SMILES as single molecule¶
The predict and predict-online command can predict single molecules using the --smiles
parameter, this parameter takes a string of text where the string must start with a valid SMILES and can then optionally include a blank space character (tab, space) and an identifier.
JSON file format¶
CPSign supports a JSON input format, the format require that the top level starts as a JSON array (meaning that the first
character must be a square bracket “\[
“). Each index of the array is one record and each record must include a key-value
for SMILES for the molecule. This SMILES key-value pair must have the key “SMILES”, “smiles” or “Smiles”. Here are some
examples for the file format (it is not required that the file is properly indented).

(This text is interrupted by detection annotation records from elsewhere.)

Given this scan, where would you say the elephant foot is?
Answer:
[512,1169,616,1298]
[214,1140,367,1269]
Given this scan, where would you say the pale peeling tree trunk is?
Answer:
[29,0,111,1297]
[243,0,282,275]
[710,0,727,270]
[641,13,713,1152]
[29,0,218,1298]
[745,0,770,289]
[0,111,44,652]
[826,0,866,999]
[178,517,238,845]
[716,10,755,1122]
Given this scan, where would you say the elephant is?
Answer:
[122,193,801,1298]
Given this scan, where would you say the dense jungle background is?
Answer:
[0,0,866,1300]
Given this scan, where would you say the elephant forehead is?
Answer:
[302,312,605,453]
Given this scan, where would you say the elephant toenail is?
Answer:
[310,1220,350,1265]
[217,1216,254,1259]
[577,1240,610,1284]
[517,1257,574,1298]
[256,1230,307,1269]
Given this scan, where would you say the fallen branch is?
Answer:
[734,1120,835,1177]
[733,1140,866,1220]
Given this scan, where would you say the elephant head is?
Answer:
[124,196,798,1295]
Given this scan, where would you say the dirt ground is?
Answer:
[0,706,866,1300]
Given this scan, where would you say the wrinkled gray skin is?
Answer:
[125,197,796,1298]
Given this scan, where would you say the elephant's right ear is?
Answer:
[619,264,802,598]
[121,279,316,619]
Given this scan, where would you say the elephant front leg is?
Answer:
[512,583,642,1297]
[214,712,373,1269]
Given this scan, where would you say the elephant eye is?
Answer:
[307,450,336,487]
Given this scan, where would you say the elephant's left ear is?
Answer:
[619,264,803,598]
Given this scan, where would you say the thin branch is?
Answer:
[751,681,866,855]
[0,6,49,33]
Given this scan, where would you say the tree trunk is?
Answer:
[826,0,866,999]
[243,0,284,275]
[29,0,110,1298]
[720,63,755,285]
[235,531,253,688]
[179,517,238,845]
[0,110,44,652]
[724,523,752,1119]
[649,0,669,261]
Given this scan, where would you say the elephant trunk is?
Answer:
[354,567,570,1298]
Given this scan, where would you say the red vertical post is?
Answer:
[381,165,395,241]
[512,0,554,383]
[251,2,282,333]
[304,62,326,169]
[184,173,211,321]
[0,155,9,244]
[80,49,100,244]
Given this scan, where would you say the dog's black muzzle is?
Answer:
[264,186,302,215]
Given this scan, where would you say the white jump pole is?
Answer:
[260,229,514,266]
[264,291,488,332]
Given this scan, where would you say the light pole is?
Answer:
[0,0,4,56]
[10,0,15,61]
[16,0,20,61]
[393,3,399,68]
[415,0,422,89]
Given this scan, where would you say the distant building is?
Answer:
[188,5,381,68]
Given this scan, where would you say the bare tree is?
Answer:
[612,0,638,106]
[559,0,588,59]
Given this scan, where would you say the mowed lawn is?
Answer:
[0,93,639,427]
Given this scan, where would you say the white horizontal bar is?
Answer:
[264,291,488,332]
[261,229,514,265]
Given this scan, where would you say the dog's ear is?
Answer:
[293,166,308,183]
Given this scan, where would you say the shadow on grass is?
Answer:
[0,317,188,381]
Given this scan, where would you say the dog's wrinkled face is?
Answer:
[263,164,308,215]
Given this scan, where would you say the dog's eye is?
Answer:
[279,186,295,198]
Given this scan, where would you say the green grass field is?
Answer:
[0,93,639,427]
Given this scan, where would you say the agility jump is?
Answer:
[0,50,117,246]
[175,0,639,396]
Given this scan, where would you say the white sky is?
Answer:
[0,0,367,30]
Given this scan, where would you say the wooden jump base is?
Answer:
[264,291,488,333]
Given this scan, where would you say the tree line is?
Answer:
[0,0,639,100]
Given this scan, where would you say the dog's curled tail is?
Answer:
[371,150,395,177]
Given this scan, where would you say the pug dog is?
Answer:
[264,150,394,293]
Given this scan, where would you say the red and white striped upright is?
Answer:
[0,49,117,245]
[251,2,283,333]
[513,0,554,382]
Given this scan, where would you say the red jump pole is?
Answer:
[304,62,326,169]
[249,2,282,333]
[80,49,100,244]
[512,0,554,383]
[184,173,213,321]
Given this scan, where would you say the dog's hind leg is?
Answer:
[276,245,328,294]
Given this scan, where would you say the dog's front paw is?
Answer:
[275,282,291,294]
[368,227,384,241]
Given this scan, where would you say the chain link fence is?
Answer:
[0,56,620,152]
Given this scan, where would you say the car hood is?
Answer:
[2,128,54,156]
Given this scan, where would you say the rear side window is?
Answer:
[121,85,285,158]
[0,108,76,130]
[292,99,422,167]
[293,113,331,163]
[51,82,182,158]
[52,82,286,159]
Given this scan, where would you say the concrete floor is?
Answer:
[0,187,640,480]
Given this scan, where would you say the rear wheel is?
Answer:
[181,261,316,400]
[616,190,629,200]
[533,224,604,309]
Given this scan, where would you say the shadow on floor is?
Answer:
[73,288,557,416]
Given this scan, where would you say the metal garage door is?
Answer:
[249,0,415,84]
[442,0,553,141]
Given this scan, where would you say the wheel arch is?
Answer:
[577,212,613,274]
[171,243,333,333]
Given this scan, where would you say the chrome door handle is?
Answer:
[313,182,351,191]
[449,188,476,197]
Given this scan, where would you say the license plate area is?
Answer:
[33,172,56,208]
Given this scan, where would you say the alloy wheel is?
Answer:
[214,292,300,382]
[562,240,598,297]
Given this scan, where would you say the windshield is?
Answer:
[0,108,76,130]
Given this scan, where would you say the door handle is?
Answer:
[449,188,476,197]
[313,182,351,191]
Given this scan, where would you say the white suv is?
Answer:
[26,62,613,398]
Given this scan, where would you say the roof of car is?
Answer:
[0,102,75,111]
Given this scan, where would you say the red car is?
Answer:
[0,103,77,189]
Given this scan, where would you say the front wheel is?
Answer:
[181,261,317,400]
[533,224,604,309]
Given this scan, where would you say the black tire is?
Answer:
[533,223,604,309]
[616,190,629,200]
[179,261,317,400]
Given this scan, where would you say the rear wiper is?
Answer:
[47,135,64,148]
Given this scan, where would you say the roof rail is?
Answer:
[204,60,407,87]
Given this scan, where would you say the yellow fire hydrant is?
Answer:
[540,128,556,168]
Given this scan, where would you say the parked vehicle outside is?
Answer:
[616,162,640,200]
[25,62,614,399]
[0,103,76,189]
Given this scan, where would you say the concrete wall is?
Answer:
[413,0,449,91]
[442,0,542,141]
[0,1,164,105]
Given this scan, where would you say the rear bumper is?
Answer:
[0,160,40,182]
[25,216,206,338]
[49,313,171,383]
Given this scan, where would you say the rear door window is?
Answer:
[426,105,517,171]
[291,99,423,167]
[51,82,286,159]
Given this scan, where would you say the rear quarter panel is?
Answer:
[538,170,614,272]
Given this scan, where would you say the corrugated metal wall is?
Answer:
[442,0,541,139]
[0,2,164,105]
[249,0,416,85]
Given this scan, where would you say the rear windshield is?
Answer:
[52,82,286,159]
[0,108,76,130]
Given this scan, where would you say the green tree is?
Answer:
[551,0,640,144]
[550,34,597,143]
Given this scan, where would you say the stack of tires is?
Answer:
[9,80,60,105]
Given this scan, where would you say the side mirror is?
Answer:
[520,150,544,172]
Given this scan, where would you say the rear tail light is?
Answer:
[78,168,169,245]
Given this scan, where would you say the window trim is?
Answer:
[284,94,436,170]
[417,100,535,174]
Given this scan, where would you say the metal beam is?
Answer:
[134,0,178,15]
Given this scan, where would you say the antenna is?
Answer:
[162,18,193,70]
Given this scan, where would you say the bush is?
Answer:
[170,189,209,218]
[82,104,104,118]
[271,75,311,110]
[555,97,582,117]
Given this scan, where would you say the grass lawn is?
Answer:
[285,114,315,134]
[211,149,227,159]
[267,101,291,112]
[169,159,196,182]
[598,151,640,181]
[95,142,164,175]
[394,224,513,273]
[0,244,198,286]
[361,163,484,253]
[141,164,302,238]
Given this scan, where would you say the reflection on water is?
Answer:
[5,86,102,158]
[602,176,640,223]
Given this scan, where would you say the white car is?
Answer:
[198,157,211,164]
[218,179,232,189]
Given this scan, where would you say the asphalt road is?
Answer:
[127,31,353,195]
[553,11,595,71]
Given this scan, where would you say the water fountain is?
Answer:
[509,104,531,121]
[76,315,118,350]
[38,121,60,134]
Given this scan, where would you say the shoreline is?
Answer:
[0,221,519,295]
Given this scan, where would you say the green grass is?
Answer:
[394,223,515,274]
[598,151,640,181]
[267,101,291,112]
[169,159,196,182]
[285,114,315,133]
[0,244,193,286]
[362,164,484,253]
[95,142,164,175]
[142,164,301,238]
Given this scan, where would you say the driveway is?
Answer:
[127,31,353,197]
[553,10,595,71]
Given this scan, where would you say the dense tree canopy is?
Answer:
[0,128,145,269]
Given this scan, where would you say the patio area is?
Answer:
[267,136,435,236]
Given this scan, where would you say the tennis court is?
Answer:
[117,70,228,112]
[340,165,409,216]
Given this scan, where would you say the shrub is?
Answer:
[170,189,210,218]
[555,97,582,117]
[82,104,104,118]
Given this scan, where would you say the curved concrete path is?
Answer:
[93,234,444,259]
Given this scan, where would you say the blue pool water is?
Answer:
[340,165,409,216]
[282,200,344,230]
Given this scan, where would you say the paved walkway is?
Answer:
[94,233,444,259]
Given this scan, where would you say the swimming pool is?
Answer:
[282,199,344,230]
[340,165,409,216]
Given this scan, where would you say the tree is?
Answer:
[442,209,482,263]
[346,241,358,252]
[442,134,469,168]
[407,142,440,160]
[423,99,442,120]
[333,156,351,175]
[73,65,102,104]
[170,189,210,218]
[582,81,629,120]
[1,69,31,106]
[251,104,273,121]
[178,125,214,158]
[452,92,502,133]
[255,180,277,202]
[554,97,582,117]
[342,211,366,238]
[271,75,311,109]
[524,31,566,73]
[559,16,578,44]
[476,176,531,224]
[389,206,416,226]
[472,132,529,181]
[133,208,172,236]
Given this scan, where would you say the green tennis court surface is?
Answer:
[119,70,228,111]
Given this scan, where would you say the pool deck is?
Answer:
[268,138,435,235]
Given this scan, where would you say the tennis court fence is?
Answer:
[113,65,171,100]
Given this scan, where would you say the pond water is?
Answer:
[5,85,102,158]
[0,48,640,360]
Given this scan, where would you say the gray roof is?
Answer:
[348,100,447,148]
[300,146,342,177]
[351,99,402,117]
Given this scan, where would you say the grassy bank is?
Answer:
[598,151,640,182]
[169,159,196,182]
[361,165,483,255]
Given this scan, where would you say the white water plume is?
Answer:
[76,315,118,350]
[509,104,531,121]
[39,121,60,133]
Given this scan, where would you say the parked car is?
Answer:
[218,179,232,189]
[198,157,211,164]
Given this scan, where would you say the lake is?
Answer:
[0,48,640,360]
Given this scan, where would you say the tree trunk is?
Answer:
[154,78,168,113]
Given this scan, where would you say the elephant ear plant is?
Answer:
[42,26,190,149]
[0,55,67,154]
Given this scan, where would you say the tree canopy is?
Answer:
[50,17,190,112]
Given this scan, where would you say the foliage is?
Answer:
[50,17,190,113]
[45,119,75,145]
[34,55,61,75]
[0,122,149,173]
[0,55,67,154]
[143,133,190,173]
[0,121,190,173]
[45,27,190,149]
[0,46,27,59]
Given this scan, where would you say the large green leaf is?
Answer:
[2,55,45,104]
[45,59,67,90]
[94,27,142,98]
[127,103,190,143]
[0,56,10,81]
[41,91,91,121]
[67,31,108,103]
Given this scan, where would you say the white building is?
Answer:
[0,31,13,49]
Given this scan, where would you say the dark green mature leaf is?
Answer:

Example classification JSON file:
[
{
"cdk:Title" : "1728-95-6",
"Ames test categorisation" : "mutagen",
"smiles" : "C1(=C(C=2C=CC=CC2)N=C(N1)C3=CC=C(OC)C=C3)C=4C=CC=CC4"
},
{
"cdk:Title" : "91-08-7",
"Ames test categorisation" : "mutagen",
"smiles" : "C=1(C(=C(C=CC1)N=C=O)C)N=C=O"
}
]
Example regression JSON file:
[
{
"BIO" : "0.43",
"comment" : "This is a comment",
"smiles" : "SC1=C(C(F)(F)F)C=CC=C1"
},
{
"BIO" : "1.60",
"comment" : "Comment for second molecule",
"smiles" : "SC1=C(C(F)(F)F)C=C([N+]([O-])=O)C=C1"
}
]
Compressed input files¶
CPSign automatically reads files compressed in GZIP format.